The proposal, Coppola said, would have different members of council read one of these pre-scripted nondenominational prayers before the start of township meetings.
The list of prayers seems to draw from the Abrahamic tradition of a single supreme deity, whom the prayers refer to as “God,” but officials said they believe that the prayers are generic enough to pass constitutional muster.
The First Amendment of the U.S. Constitution generally has been interpreted to mean that governmental bodies can neither hinder nor overtly endorse a particular religious faith. At the same time, Congress, the state Legislature and number of local towns, including Atlantic City, Millville and Pleasantville, have opened meetings with prayer in recent years.
What was key for Galloway was the 1983 U.S. Supreme Court case Marsh v. Chambers, Coppola said. In that case, the majority found prayer before meetings was acceptable, because it was a communication of shared values rather than an explicitly religious practice.
“Any claims that this country wasn't founded on strong religious ties is false,” Coppola said. “It's just false.”
The township is home to a variety of Christian churches, representing Baptists, Methodists, Catholics and nondenominational evangelicals. Galloway Township is also home to the region’s largest Hindu temple and Unitarian Universalist congregation.
Township officials have batted around the idea of prayer before their meetings for more than a year without a suitable result, including giving volunteers a pre-scripted prayer to read and a moment of silence. Some remain unsatisfied by this result.
Tom Douglass, 63, has served for 22 years as pastor of Highland Community Church, a nondenominational Christian church in the township. He said he and other evangelical leaders in the township were disappointed the government-approved prayers do not mention Jesus Christ by name, thereby undermining a central tenant in Christian theology. The church leaders did not want to be limited, he said.
“(We) feel that if we’re going to come and pray, we as Christians come and pray in the name of Jesus,” Douglass said. “We, as pastors in the community don’t mind if they … invite Hindu, Muslim, Christian, Catholic. They can invite whoever they want to.”

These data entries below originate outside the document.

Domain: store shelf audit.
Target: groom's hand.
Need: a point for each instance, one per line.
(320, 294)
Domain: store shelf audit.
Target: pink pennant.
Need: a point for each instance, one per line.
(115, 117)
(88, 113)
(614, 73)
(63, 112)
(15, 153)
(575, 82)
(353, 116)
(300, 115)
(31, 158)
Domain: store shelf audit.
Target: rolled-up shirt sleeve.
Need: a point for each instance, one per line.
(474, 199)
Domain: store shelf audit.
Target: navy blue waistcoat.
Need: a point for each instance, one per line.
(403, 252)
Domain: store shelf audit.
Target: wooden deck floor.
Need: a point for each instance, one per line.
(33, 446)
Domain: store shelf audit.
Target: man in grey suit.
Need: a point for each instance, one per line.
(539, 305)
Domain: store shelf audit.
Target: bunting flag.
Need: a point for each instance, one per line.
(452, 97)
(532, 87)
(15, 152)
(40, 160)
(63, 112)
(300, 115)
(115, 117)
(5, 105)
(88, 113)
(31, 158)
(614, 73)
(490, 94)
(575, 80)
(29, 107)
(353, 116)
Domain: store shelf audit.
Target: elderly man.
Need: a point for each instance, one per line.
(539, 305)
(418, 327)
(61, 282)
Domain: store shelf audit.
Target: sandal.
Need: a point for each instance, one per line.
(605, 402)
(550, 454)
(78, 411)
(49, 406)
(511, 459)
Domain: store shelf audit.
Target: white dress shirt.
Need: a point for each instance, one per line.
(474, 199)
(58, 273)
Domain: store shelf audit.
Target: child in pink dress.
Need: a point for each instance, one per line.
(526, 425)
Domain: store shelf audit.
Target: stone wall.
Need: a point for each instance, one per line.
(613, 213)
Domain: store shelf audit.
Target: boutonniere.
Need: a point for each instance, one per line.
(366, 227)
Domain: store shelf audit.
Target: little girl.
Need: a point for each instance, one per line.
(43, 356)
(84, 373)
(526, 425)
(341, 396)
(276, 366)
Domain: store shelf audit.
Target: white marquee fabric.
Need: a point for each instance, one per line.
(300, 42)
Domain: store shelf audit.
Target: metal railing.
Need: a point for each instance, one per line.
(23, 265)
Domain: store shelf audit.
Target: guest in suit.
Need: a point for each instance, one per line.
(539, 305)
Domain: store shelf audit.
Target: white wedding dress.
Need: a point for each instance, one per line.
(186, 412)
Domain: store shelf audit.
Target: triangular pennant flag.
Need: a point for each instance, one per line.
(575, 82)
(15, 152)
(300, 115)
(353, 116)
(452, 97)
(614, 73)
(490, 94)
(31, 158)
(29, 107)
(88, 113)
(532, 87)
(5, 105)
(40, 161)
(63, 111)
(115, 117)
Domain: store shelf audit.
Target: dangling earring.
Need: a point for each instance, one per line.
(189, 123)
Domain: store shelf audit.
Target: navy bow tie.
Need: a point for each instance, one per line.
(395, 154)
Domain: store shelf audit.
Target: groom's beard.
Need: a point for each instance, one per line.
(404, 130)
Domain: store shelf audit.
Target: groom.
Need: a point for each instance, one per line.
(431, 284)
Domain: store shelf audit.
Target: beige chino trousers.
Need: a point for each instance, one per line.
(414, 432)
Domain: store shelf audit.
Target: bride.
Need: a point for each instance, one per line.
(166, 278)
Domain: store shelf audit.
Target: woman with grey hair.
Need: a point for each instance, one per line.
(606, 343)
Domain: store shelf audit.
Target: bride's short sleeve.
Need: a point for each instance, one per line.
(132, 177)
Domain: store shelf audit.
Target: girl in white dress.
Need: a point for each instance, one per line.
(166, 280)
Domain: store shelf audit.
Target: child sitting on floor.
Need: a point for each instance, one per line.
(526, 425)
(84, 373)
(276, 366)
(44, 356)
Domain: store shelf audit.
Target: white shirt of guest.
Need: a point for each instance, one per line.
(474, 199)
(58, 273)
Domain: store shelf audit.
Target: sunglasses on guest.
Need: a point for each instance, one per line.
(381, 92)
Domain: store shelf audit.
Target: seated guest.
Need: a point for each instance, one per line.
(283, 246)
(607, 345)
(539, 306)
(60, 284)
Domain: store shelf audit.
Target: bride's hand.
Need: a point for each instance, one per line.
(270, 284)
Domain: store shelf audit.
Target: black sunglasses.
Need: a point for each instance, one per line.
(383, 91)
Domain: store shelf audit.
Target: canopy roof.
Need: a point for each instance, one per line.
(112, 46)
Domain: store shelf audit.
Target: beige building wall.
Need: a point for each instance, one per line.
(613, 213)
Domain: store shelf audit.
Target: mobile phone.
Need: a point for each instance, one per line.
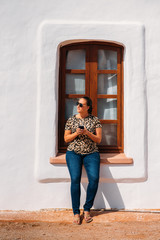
(81, 127)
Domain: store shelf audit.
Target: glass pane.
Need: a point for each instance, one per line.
(107, 83)
(109, 134)
(107, 108)
(70, 108)
(75, 59)
(75, 83)
(107, 59)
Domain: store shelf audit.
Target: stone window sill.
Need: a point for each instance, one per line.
(106, 158)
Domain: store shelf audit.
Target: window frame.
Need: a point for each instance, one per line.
(91, 70)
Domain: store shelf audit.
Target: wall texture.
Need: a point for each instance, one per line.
(31, 32)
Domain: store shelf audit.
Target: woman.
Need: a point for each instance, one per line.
(83, 131)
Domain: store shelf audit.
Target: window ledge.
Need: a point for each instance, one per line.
(106, 158)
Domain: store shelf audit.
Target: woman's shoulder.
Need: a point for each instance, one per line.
(72, 118)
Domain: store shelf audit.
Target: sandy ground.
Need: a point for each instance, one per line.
(57, 225)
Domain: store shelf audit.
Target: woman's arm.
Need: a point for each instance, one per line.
(69, 136)
(94, 137)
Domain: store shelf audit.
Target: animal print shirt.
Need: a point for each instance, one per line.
(82, 144)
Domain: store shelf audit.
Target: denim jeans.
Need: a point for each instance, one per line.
(91, 163)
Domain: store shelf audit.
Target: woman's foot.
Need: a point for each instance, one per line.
(77, 219)
(87, 217)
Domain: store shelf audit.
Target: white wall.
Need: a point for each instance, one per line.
(30, 33)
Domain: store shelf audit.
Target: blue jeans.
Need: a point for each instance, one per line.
(92, 165)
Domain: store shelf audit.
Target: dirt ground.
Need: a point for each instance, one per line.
(57, 225)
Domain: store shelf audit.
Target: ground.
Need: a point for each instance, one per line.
(57, 225)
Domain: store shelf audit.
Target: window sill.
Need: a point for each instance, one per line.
(106, 158)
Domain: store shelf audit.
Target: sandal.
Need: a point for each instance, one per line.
(87, 217)
(77, 219)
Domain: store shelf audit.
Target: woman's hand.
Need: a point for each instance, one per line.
(94, 137)
(69, 136)
(79, 131)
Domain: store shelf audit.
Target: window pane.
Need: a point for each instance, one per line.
(70, 108)
(107, 60)
(75, 83)
(107, 108)
(107, 83)
(75, 59)
(109, 134)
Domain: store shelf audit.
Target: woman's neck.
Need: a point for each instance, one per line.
(82, 115)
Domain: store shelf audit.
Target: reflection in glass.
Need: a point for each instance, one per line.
(107, 83)
(75, 83)
(75, 59)
(70, 108)
(109, 134)
(107, 108)
(107, 60)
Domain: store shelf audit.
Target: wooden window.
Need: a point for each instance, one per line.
(94, 69)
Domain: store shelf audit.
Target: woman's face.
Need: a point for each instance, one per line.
(84, 108)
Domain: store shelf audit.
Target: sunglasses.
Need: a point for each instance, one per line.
(80, 104)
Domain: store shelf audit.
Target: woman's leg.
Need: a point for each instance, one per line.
(74, 163)
(92, 166)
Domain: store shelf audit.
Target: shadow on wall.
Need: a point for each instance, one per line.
(107, 192)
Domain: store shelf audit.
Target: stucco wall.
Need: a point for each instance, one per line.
(31, 32)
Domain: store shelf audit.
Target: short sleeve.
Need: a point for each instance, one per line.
(98, 124)
(68, 124)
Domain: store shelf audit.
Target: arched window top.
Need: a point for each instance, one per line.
(89, 41)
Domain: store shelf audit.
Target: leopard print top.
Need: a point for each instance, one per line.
(82, 144)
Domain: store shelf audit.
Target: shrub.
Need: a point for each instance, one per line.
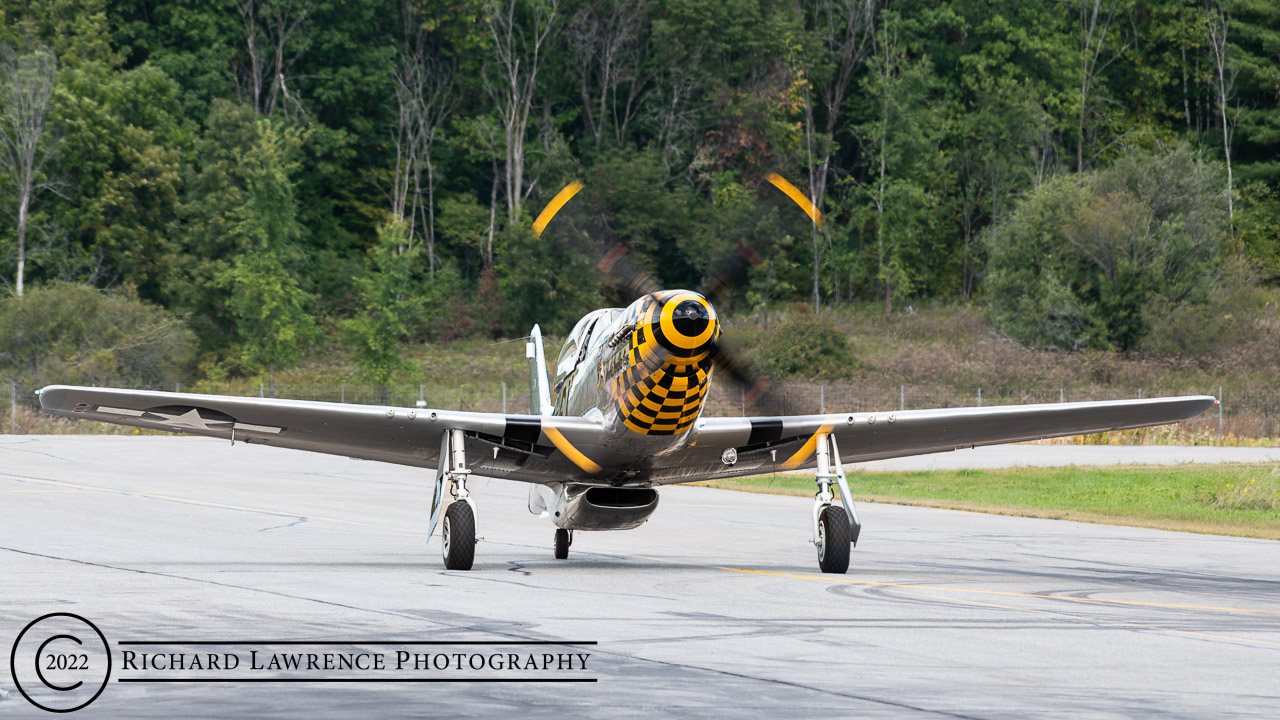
(1079, 260)
(805, 346)
(77, 335)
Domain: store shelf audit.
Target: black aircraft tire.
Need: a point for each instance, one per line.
(561, 543)
(833, 525)
(458, 537)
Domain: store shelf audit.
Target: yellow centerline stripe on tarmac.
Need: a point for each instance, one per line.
(570, 451)
(208, 504)
(805, 450)
(794, 194)
(1005, 593)
(554, 205)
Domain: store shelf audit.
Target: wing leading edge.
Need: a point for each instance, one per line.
(520, 447)
(784, 443)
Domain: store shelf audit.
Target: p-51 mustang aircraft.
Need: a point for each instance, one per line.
(627, 418)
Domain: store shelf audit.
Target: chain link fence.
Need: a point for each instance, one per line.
(1243, 411)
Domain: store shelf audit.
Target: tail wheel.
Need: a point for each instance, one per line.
(562, 542)
(458, 537)
(833, 541)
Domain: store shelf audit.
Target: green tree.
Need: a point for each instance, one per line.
(73, 333)
(1082, 261)
(389, 306)
(268, 306)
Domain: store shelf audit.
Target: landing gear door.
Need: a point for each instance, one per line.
(442, 470)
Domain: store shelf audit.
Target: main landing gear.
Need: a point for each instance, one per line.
(835, 529)
(563, 538)
(458, 531)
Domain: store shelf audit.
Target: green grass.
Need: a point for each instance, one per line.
(1233, 500)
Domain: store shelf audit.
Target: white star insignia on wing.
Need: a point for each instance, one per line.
(192, 419)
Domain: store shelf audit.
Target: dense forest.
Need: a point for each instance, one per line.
(274, 172)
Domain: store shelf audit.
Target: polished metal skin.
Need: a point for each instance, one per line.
(624, 415)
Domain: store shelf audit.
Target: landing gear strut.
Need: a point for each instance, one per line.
(563, 538)
(458, 531)
(835, 529)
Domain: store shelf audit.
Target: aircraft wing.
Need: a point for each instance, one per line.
(520, 447)
(780, 443)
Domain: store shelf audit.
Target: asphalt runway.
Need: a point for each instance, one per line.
(712, 609)
(1060, 455)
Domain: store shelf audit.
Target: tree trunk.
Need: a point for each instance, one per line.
(430, 215)
(22, 238)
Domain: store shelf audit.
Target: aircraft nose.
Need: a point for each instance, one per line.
(690, 318)
(686, 323)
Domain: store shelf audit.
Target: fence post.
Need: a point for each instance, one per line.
(1220, 410)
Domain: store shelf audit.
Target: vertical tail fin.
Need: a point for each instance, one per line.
(539, 386)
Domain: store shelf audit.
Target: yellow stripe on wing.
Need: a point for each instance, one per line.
(554, 205)
(794, 194)
(574, 454)
(805, 451)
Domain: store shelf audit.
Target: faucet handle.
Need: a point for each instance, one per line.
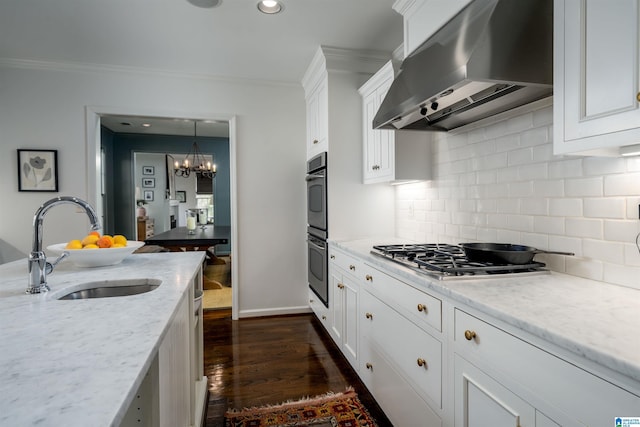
(50, 266)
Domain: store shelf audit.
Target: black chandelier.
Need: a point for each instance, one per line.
(197, 164)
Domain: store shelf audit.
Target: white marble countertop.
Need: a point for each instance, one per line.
(595, 320)
(79, 362)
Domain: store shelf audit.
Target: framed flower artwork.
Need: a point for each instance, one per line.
(38, 170)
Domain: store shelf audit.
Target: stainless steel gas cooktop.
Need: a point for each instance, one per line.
(445, 261)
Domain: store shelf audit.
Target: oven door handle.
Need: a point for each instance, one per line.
(315, 245)
(313, 177)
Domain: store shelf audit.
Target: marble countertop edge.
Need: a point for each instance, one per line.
(601, 350)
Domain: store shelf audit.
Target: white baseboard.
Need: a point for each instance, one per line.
(274, 311)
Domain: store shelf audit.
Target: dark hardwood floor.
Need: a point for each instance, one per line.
(268, 360)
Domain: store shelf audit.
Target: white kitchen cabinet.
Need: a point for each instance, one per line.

Douglass said he and other church leaders plan to attend meetings and use the time allotted for public comment to pray.
“We’re not mad at them,” Douglass said. “We appreciate what they’re doing, but we feel that we should support them in the way that is biblically correct.” Douglass attended the Jan. 3 meeting, praying with Mayor Don Purdy and several council members afterward.
The prayer committee included council members Whitney Ullman and Jim McElwee. Ullman could not be reached for comment, but McElwee said he volunteered to say the first prayer.
McElwee, who said he identifies as Presbyterian but does not have a church he regularly attends, said he was “very happy” with the result.
“This certainly doesn’t exclude the clergy from coming to a council meeting,” McElwee said. “They can get up during the public speaking portion, they can pray, and they can do whatever they want. We’re not asking them to act as an agent of the government, but as far as the freedom of speech, they can get up and say whatever they want.”